I’ve recently taken in a few foster kittens. “A few” being one of those “relative” terms I’m always warning my workshop participants about.
“Define ‘a few’ on a scale of one to 100?”
Taking care of these little creatures, whose combined weight is around 8 lbs, has been easy and quite entertaining. What I didn’t know, was how educational it was going to be.
Here are some lessons we could all learn from kittens:
1. Communicate your needs.
If you’re hungry, let someone know.
If you need some attention, let someone know.
2. Show appreciation when your needs are met.
My foster kittens love to eat. When I come in with their food in the morning, they dive in. However, when they’re done, they always come over and sit by me (or on me) and purr. I think that’s their way of saying “thanks.”
When others help you meet your needs, let them know how much they’ve helped and that you appreciate it.
3. When your needs have been met, let someone else have a turn.
Kittens seem to have a system of trade-off. They play with something, then let someone else have a turn. They eat and then move on to make room for someone else. They groom each other and get groomed in return.

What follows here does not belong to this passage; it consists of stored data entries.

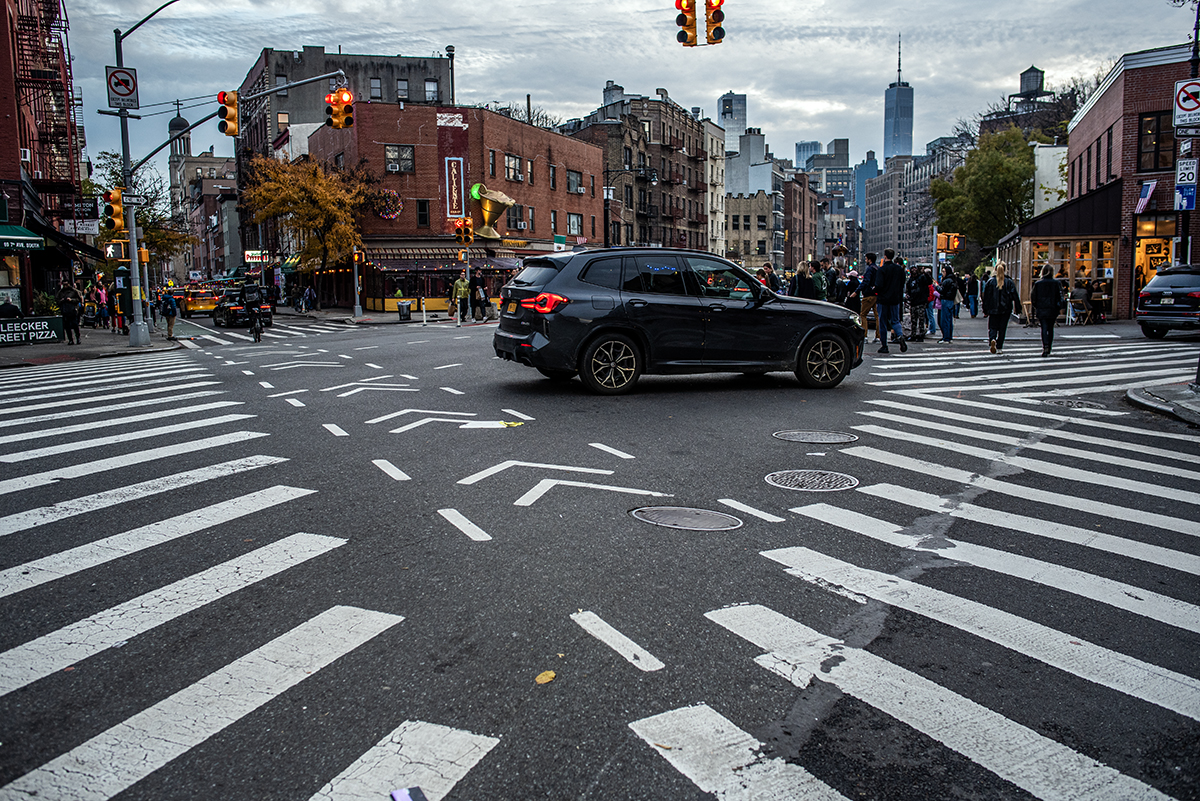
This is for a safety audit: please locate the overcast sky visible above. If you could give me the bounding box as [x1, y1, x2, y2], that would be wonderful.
[69, 0, 1193, 180]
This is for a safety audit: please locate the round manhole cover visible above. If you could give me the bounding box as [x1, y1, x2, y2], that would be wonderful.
[630, 507, 743, 531]
[1043, 398, 1106, 410]
[773, 430, 860, 444]
[765, 470, 859, 492]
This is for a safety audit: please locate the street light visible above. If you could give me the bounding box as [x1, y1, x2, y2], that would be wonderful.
[602, 166, 657, 248]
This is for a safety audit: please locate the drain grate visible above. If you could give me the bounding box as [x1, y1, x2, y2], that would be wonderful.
[765, 470, 859, 492]
[773, 430, 859, 444]
[1043, 398, 1106, 410]
[631, 507, 743, 531]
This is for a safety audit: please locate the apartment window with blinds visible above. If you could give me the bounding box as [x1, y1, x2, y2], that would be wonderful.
[370, 78, 382, 100]
[424, 80, 439, 102]
[396, 79, 408, 100]
[276, 112, 289, 133]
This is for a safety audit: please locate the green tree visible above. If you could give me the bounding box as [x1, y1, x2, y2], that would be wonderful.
[931, 127, 1044, 248]
[91, 151, 192, 260]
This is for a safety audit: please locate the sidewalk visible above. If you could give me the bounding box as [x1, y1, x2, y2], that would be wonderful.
[272, 302, 481, 328]
[0, 322, 181, 370]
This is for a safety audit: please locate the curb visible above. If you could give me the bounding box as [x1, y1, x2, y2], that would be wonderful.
[1125, 387, 1200, 426]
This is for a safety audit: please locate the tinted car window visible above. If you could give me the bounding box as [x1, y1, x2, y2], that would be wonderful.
[580, 257, 622, 290]
[625, 256, 690, 295]
[512, 261, 561, 288]
[686, 257, 758, 300]
[1145, 272, 1200, 290]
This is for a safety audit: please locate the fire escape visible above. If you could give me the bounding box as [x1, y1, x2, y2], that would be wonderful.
[14, 0, 80, 221]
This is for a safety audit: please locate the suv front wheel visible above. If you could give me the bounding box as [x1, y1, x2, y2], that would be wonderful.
[796, 332, 850, 388]
[580, 334, 642, 395]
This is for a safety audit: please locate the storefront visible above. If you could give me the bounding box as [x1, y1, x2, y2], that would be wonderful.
[363, 246, 519, 314]
[0, 225, 45, 311]
[1133, 213, 1177, 292]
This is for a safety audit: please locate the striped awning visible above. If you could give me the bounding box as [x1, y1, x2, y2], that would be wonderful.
[366, 246, 461, 261]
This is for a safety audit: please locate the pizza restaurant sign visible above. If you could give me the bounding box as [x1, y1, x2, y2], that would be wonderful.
[0, 316, 64, 345]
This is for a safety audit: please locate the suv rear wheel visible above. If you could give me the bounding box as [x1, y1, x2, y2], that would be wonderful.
[1140, 324, 1168, 339]
[580, 334, 641, 395]
[796, 332, 850, 389]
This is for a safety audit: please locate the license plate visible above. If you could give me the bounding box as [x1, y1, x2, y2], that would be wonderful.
[1161, 297, 1175, 305]
[506, 301, 517, 313]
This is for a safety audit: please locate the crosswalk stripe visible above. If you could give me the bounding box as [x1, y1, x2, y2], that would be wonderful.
[791, 503, 1200, 633]
[0, 355, 191, 385]
[0, 413, 257, 463]
[0, 455, 288, 536]
[0, 390, 227, 429]
[0, 485, 316, 598]
[878, 367, 1193, 395]
[0, 532, 346, 698]
[867, 356, 1191, 387]
[0, 365, 210, 398]
[0, 430, 270, 496]
[707, 604, 1171, 801]
[844, 445, 1200, 535]
[0, 380, 223, 417]
[858, 483, 1200, 575]
[196, 333, 233, 345]
[629, 703, 850, 800]
[308, 720, 499, 801]
[570, 611, 665, 671]
[985, 373, 1197, 398]
[868, 343, 1199, 371]
[762, 546, 1200, 721]
[0, 605, 403, 801]
[0, 372, 213, 405]
[0, 401, 244, 447]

Most of us go through our days focused on getting our own needs met. When we get up in the morning, our first thought generally isn’t, “Gee, what can I do for someone else today?” Try setting a goal, even for one day, to find out what those around you need and how you can help.
4. Get enough rest.
When kittens are tired, they just stop and take a nap. Although we’re not always in the position to do so ourselves, most of us need to do a better job of at least getting a good night’s sleep. When we don’t, things generally don’t go well for us– we make mistakes, can’t clearly think through problems, and we don’t communicate well with others. Try getting in your 8 hours– or at least more than you do now!
5. When in doubt, lean back and assess the situation before diving in.
Kittens are pretty clever. When facing an unknow situation, the smart ones don’t cower, but they’re cautious and take a second to breathe, observe, and “think about it,” before jumping in. We could learn a lesson from that.